Brexit Britain does have your cake and eat it. The principle that access to the single market comes with obligations was essential to preserve the deterrent effect of Brexit. Political unrest in the UK supported exit from the EU political responsibility for Eurosceptics on the continent. Few are those who advocate it openly. The power asymmetry in the process is undeniable. the chaos in British ports this week, following the closure of French borders, underscored the UK’s dependence on the goodwill of others.

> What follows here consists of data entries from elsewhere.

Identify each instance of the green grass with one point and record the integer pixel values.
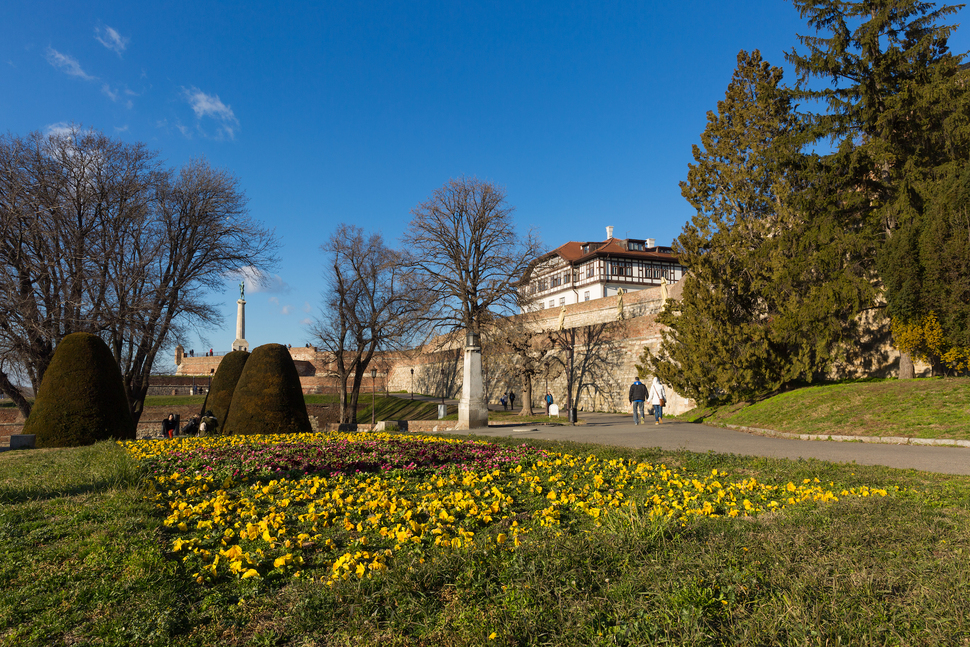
(84, 564)
(923, 408)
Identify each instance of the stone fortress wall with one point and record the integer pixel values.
(437, 370)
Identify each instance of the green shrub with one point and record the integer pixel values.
(223, 385)
(82, 397)
(268, 398)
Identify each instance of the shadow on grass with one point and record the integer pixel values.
(40, 475)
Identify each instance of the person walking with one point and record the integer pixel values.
(168, 426)
(638, 393)
(658, 398)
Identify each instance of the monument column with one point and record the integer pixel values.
(472, 411)
(241, 343)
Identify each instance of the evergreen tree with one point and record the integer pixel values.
(896, 117)
(718, 342)
(774, 281)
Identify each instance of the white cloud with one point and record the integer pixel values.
(211, 106)
(257, 281)
(111, 39)
(67, 64)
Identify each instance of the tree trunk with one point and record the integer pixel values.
(906, 369)
(526, 396)
(16, 395)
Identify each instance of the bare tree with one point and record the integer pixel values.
(98, 237)
(596, 360)
(199, 232)
(370, 306)
(463, 246)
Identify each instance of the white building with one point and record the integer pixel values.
(577, 272)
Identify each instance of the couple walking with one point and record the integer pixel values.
(656, 395)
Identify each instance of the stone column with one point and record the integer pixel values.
(240, 343)
(472, 410)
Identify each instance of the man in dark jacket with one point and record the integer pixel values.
(638, 393)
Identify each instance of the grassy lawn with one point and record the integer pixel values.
(88, 562)
(923, 408)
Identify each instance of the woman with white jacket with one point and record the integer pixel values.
(658, 398)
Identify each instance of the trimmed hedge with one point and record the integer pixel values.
(219, 397)
(268, 398)
(82, 397)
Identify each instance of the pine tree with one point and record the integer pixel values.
(775, 280)
(718, 343)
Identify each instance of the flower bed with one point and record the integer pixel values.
(339, 506)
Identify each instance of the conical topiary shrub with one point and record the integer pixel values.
(268, 398)
(82, 397)
(223, 384)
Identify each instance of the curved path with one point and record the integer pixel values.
(609, 429)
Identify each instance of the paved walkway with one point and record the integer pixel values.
(616, 429)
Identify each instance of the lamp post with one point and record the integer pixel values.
(373, 392)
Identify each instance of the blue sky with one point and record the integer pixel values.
(334, 112)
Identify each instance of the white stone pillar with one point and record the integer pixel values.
(472, 410)
(240, 343)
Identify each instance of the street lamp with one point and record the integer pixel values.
(373, 392)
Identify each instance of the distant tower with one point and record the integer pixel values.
(241, 343)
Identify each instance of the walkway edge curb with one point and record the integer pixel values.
(885, 440)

Brigid Laffan, professor at the European University Institute in Florence, sees the success of the EU as proof that the bloc has entered a phase of more assertive governance, bringing together its power and resources to protect its interests. The Christmas Eve deal ends a year in which the EU has mobilized to tackle a new economic crisis.
Brexit may have galvanized the EU, but it is probably an exception rather than the new rule. There are many examples of European weakness resulting from its own divisions. When another third country, Turkey, disputed sovereign waters of an EU member state – a challenge to the integrity of the EU – the EU has done little to push back because the interests of its members were not aligned. The continued efforts of the nationalist governments of Poland and Hungary to dismantle democratic norms and the rule of law are an existential threat to a union founded on fundamental values and a common legal order.
The effects of Brexit on the shaping of internal EU policies will play out in the years to come. It has already upset the balance of Atlanticist states with a liberal spirit. He forced other countries, including the Netherlands, to leave British remains for defend their own interests. He gave more influence to France and Germany.
In the end, says Catherine de Vries, a professor at Bocconi University in Milan, a lot will depend on how Britain behaves on the outside. “If the UK looks to be doing well in 10 years, it’s going to create some interesting momentum.”
Before that, however, the UK and the EU will both have to adjust to the end of frictionless trade. Even with this deal, no one is a winner.